[Haskell-cafe] Typing in haskell and mathematics

Mon Jan 31 11:48:00 EST 2005

On Fri, 28 Jan 2005, Jacques Carette wrote:

> Henning Thielemann <lemming at henning-thielemann.de> wrote:
> 
>> This seems to be related to what I wrote yesterday
>>  http://www.haskell.org/pipermail/haskell-cafe/2005-January/008893.html
> 
> Yes, very much.  Except that rather than trying to tell mathematicians 
> that they are *wrong*, I am trying to see which of their notations I can 
> explain (in a typed way).  There will be some 'leftovers', where the 
> notation is simply bad.

I know that's problematically to say that a notation is "wrong" since
no-one is authorized to say, what's "right". Though, if notation is
contradictory, I don't know what's wrong with calling it wrong.

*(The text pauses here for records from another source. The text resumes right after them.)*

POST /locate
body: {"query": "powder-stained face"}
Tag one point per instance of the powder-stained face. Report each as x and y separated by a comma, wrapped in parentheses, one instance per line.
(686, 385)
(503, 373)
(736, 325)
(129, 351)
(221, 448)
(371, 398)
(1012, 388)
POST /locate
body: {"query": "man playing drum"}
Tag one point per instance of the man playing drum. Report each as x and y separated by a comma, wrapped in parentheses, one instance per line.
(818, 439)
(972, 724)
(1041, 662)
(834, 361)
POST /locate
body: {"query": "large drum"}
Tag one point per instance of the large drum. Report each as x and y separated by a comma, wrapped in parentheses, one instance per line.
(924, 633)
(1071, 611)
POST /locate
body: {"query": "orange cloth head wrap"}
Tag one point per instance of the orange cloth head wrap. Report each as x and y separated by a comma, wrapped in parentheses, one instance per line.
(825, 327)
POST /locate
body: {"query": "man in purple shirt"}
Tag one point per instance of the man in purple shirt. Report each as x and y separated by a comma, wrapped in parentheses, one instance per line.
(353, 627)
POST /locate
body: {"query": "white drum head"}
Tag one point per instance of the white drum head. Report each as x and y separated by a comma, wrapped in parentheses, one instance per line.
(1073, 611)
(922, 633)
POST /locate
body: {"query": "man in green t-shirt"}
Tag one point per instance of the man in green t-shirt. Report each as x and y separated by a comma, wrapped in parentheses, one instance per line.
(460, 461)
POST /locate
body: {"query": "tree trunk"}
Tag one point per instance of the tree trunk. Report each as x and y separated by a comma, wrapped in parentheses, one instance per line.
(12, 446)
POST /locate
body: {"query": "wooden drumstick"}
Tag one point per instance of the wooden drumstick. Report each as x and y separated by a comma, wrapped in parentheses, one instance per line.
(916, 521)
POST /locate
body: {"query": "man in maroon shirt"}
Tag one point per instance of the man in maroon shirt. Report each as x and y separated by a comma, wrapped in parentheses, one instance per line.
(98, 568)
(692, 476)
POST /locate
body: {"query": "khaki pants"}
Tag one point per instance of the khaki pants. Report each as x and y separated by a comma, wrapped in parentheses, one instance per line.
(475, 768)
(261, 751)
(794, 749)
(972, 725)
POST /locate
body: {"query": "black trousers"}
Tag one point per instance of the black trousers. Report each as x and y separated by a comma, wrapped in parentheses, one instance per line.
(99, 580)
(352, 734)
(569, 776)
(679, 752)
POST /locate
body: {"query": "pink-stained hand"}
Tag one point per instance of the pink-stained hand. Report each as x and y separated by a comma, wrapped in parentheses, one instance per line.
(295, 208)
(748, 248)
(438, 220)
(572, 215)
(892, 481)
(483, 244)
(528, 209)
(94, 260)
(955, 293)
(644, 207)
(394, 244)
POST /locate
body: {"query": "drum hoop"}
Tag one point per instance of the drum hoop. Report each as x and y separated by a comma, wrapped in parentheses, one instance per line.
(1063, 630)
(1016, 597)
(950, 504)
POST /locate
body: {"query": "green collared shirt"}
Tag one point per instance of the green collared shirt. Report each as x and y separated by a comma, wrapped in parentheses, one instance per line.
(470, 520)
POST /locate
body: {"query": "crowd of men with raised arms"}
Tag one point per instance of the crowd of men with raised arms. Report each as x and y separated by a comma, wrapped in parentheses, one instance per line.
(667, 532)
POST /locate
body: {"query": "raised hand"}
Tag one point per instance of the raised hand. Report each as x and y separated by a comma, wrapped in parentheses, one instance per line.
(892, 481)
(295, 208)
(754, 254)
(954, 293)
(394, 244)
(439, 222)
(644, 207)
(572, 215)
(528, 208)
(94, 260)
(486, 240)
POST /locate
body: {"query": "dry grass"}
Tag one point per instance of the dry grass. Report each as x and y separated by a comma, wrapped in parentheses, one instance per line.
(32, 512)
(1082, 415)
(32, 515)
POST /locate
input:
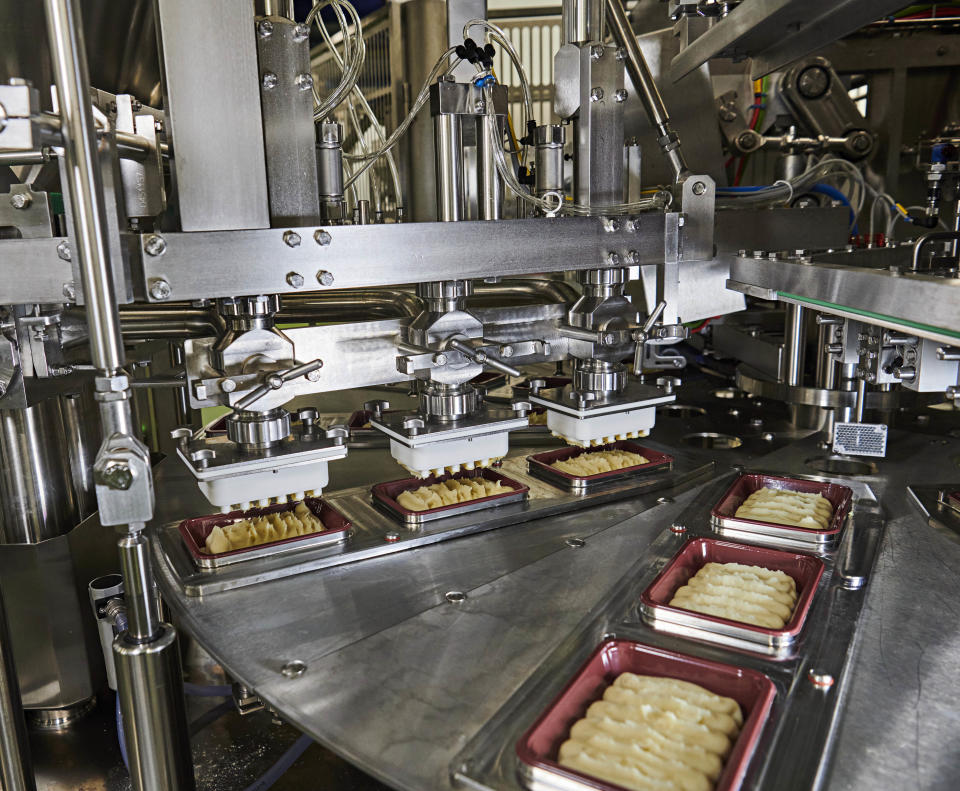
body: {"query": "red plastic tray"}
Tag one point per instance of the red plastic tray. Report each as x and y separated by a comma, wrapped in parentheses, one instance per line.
(542, 461)
(388, 492)
(195, 531)
(539, 746)
(806, 571)
(840, 497)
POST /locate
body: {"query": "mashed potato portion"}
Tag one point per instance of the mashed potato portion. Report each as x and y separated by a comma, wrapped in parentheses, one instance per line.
(657, 733)
(450, 492)
(782, 507)
(262, 530)
(597, 461)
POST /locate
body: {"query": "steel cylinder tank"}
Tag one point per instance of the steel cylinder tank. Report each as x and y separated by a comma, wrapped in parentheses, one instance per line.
(121, 47)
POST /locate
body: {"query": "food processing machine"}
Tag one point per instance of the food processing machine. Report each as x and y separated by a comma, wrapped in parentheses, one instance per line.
(263, 253)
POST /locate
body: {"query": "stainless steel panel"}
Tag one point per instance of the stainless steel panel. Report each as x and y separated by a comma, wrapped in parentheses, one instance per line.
(776, 32)
(258, 262)
(212, 101)
(375, 533)
(289, 140)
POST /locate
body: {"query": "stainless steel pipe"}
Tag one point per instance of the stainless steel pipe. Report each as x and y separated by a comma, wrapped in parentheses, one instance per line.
(36, 489)
(150, 686)
(489, 183)
(84, 181)
(16, 769)
(448, 146)
(646, 86)
(144, 624)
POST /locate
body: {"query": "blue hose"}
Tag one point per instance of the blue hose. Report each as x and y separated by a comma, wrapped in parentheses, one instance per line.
(120, 736)
(208, 691)
(287, 760)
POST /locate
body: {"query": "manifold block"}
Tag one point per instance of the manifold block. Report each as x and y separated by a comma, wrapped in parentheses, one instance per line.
(451, 455)
(241, 490)
(588, 431)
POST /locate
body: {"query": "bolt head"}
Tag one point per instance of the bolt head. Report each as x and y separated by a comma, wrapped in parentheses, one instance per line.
(160, 289)
(304, 81)
(155, 245)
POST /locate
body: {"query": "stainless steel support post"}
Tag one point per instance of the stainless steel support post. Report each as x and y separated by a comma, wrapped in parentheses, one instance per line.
(582, 21)
(448, 144)
(643, 81)
(16, 770)
(793, 343)
(489, 183)
(150, 682)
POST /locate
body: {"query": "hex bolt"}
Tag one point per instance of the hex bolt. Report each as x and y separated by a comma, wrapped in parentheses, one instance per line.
(155, 245)
(116, 475)
(304, 81)
(295, 280)
(819, 679)
(294, 669)
(160, 289)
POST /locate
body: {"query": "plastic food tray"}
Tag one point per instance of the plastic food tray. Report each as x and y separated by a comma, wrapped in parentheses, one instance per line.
(195, 532)
(385, 494)
(539, 465)
(655, 609)
(724, 521)
(538, 747)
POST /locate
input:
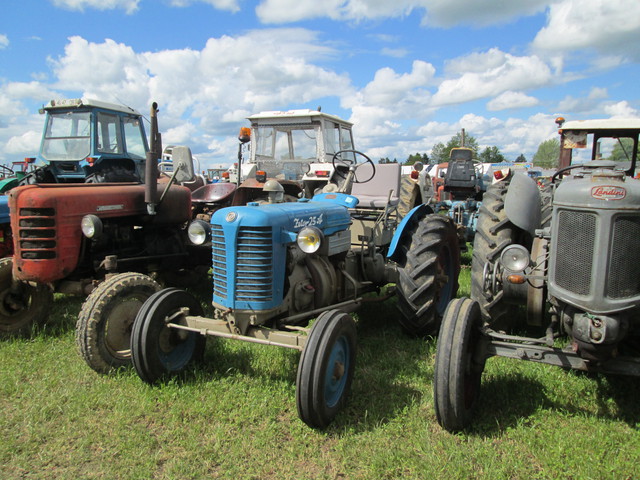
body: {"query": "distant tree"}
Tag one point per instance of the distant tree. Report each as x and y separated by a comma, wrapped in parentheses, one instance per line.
(547, 154)
(622, 150)
(491, 155)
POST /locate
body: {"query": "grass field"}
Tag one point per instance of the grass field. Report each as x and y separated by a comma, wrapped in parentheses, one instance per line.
(235, 416)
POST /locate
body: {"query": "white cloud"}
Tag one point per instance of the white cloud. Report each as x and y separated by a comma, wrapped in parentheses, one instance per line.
(442, 13)
(511, 100)
(490, 74)
(129, 6)
(229, 5)
(611, 27)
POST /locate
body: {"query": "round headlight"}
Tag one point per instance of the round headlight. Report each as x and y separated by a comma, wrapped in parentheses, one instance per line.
(309, 239)
(515, 258)
(91, 226)
(199, 232)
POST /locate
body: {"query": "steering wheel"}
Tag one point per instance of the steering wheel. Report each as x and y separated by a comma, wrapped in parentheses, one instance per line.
(352, 165)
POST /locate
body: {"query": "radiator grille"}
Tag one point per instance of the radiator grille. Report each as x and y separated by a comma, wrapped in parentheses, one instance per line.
(252, 274)
(575, 250)
(37, 233)
(623, 279)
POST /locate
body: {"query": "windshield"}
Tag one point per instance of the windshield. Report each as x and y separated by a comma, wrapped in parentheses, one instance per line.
(286, 151)
(67, 136)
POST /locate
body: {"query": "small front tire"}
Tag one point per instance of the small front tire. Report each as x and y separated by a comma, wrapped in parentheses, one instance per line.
(326, 368)
(457, 371)
(158, 350)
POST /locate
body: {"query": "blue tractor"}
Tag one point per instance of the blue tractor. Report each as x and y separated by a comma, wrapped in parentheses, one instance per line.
(288, 274)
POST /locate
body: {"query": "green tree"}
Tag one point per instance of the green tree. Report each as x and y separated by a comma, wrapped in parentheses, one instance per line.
(622, 150)
(491, 155)
(547, 154)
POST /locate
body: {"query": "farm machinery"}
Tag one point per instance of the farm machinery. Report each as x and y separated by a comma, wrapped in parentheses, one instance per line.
(287, 274)
(566, 254)
(91, 223)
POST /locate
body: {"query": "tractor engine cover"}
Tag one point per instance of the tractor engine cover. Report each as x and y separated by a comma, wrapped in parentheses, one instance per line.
(595, 244)
(250, 248)
(47, 229)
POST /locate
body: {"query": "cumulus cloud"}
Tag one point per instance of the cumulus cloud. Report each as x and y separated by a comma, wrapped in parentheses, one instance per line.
(129, 6)
(490, 74)
(511, 100)
(611, 27)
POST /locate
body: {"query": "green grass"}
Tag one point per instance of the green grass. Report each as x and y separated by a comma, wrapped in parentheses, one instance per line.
(235, 416)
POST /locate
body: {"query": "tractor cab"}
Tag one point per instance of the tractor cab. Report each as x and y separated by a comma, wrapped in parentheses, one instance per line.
(299, 145)
(83, 137)
(582, 141)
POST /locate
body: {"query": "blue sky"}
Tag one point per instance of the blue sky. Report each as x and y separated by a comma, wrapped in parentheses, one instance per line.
(408, 73)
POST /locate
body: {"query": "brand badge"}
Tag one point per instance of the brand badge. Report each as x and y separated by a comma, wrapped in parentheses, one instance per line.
(608, 192)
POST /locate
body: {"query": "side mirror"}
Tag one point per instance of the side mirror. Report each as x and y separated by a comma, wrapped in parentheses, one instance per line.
(182, 164)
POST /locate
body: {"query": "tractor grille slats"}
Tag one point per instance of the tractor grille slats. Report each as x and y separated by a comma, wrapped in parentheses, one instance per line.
(37, 233)
(251, 276)
(623, 279)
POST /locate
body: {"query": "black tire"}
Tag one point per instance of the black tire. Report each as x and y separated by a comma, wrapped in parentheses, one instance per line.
(409, 196)
(326, 367)
(20, 310)
(157, 350)
(103, 329)
(428, 279)
(457, 377)
(494, 232)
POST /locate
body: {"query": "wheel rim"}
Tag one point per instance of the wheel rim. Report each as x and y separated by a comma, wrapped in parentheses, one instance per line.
(119, 325)
(335, 378)
(175, 348)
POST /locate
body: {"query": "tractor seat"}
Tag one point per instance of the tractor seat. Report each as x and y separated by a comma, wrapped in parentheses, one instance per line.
(375, 192)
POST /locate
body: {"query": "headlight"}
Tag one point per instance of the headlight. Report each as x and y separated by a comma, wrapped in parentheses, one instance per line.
(91, 226)
(515, 258)
(199, 232)
(309, 239)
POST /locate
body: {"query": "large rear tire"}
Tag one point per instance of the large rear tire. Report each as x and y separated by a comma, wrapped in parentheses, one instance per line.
(157, 350)
(494, 232)
(428, 280)
(20, 310)
(326, 368)
(457, 375)
(103, 330)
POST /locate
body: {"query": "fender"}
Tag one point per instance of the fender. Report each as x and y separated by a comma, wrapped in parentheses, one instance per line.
(414, 215)
(522, 203)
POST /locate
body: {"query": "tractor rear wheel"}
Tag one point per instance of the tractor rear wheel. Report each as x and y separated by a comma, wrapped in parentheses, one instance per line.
(158, 350)
(428, 280)
(21, 309)
(326, 368)
(457, 375)
(494, 232)
(103, 330)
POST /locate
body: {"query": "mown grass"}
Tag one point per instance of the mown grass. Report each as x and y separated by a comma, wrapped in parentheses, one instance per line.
(235, 416)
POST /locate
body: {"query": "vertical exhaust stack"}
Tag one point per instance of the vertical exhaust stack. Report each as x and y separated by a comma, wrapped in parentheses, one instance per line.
(151, 165)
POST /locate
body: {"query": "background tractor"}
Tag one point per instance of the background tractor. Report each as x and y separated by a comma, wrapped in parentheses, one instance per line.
(277, 266)
(566, 254)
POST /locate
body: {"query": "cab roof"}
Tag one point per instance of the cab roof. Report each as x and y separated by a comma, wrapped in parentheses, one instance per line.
(88, 102)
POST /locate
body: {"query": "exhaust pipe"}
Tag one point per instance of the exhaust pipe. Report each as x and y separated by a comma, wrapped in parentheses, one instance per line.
(151, 164)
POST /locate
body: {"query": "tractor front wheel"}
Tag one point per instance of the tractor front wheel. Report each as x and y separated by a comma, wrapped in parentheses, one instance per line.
(326, 368)
(428, 280)
(158, 350)
(103, 330)
(457, 374)
(21, 307)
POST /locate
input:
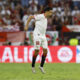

 Let me motivate a bit more, why I'm interested in mathematical notation.  
I (and certainly every mathematician) learnt that for instance equations
are a powerful tool to solve problems. You can model many problems with a
mathematical equation, you can transform the equation using some accepted
rules and eventually you get some simplified equation like 'x=2'.  The
problem is abstracted, you do the transformations without thinking about
an interpretation in the real world. You know that you can trust the
rules. If someone shows you that the simplified equation is wrong you know
that you have applied some rule in the wrong way or you invented an
improper rule.
 There are many tools in the past which have been introduced to make
mathematics more convenient, more safe, somehow better. Arabian numbers
almost replaced Roman numbers because they are more convenient for
computations. Variables and formulas were introduced as a more precise
alternative to phrases in natural languages. Axioms replaced intuitive
definitions. But there are still issues which are unsatisfying. E.g. on
the one hand calculus and functional analysis "degrades" functions to
ordinary objects of mathematics, thus reaching a new level of complexity,
but on the other hand the notation is not as properly developed as the
theory itself, in my opinion.

Let me give an example:
 The teacher says, solving a simple linear equation is rather easy by
using separation of variables. Then he transforms a differential equation
formally by some rules he don't explain in detail and I'm curios whether
there _is_ a good explanation:

y' = y
y' / y = 1      |  integrate
C + ln y = x
ln y = x-C
y = exp (x-C)

The student thinks: That's nice, let's try it with some problem I couldn't 
solve recently:

 cos x = x^2        | differentiate
-sin x = 2*x

So, x=0 is an obvious solution to the second equation but not to the first
one.  The student concludes: If the teacher applies the method, it's
right, if I apply it, it's wrong. :-( Then he asks the teacher why the
method fails for cos x = x^2 . The teacher says, of course what you did
cannot work because y' = y is a differential equation and cos x = x^2 is
not. Does this answer help the student? Why doesn't the formula show this
difference? What means the difference between 'differential equation' and
'normal equation' essentially?

 The technique of differentation led to lots of notations. I think this is 
so because many of the existing notations don't model the idea of 
differentation very well, thus new notations are introduced when the known 
notations fail.
  d x, \partial x, ', \dot{x}, f_x, D
 I wonder if these notations can be unified, thus simplified. I wonder
what formalism I can trust. E.g. I'm sceptic about notations using
variables. What is the value of d x for certain values of x? What is the
difference between d x and d y? Is f_x(x,y) and f_x(y,x) the same?
 My proposal: Consider the derivation as higher order function which maps 
a function to a function. So in the Haskell notation it would be

derive :: (a -> a) -> (a -> a)

More generally if we have functions (b -> a) as vectors and want to derive
a function mapping from vector arguments to scalar values ((b -> a) -> a)  
(also called functionals), it would have signature

deriveVector :: ((b -> a) -> a) -> ((b -> a) -> (b -> a))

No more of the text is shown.